Information retrieval
Lucene and Anserini for large-scale collection processing (TREC participations). Hadoop clusters for storage and parallel processing; academic experience with Apache Spark, cloud storage, MongoDB, HBase, and Neo4j.
Programming
Proficient in Python, Java, and C. High competence in C++, R, Matlab, SQL, and JavaScript.
Hardware
Arduino Open Hardware projects showcased at local hackathons (see off-topic projects). Experience administering advanced network environments.
Languages
Spanish and Galician: native. English: C1 (Cambridge CAE, July 2021).

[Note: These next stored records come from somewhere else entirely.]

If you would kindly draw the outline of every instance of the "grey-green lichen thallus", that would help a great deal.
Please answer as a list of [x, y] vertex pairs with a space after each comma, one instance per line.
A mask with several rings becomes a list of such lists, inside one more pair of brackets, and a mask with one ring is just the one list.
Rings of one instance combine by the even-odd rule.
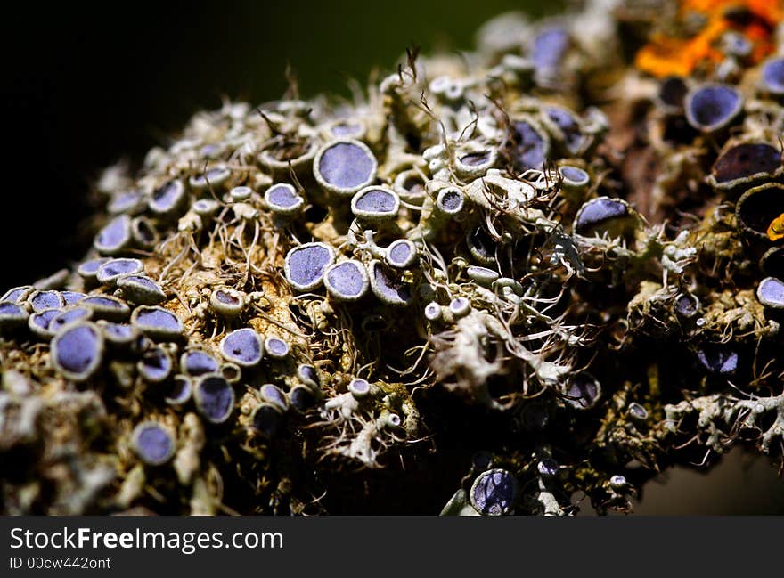
[[2, 511], [629, 511], [780, 459], [781, 27], [706, 14], [753, 50], [682, 69], [624, 60], [674, 4], [584, 4], [107, 169], [89, 253], [0, 300]]

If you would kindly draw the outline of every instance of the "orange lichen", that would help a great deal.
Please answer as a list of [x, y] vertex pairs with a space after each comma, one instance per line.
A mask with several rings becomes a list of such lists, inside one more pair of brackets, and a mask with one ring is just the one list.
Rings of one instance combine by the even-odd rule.
[[698, 32], [654, 33], [637, 53], [637, 69], [658, 77], [689, 75], [700, 65], [723, 59], [719, 44], [729, 31], [739, 32], [752, 42], [750, 60], [758, 62], [773, 49], [771, 37], [784, 16], [784, 1], [682, 0], [674, 28], [686, 28], [695, 14], [705, 21]]
[[777, 216], [768, 227], [768, 239], [779, 240], [784, 239], [784, 213]]

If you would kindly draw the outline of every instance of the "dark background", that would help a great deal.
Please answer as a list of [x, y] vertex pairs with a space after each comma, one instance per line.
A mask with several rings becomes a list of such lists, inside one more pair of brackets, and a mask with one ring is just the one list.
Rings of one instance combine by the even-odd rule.
[[[282, 95], [287, 61], [303, 96], [347, 94], [393, 68], [407, 46], [467, 49], [508, 10], [554, 13], [562, 2], [301, 2], [6, 4], [0, 14], [0, 292], [78, 259], [89, 184], [102, 167], [139, 162], [224, 95]], [[709, 475], [676, 468], [649, 484], [642, 513], [784, 513], [768, 460], [735, 452]], [[441, 504], [434, 507], [435, 510]]]
[[[552, 12], [561, 2], [550, 2]], [[0, 287], [29, 283], [89, 246], [75, 232], [102, 167], [139, 162], [224, 95], [255, 104], [286, 89], [347, 94], [406, 46], [470, 48], [476, 28], [532, 0], [61, 3], [0, 14], [4, 144]]]

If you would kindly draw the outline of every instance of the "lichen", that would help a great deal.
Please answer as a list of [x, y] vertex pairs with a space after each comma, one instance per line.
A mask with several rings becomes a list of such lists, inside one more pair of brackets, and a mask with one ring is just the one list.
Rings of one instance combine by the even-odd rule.
[[2, 511], [630, 511], [695, 451], [780, 457], [781, 7], [654, 3], [675, 41], [585, 4], [107, 169], [94, 248], [2, 299]]

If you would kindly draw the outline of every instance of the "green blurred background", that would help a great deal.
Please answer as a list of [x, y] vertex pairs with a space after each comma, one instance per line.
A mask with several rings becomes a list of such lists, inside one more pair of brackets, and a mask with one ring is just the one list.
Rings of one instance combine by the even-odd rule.
[[[470, 49], [476, 28], [494, 15], [521, 10], [538, 17], [562, 6], [559, 0], [9, 4], [0, 19], [9, 148], [0, 286], [30, 282], [85, 251], [89, 239], [75, 232], [89, 215], [88, 183], [103, 167], [123, 158], [137, 163], [224, 95], [254, 103], [280, 97], [287, 62], [303, 96], [347, 95], [347, 77], [364, 82], [374, 67], [391, 69], [408, 46]], [[648, 484], [637, 511], [780, 514], [784, 486], [767, 460], [735, 452], [708, 475], [677, 468]]]

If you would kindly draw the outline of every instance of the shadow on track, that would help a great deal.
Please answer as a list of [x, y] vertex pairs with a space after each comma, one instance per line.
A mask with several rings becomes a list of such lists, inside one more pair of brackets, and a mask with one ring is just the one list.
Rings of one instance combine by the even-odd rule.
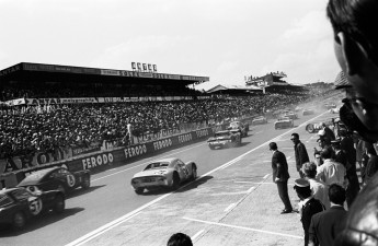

French: B1 (Alliance Française DELF, September 2015). Currently learning German.

§ vi irl

Off the keyboard, you'll find me playing basketball, hiking, tinkering with bikes or other hardware, or with a galician bagpipe in hand. I’m a native speaker of Galician and Spanish, I use English and French professionally, and I am currently learning German.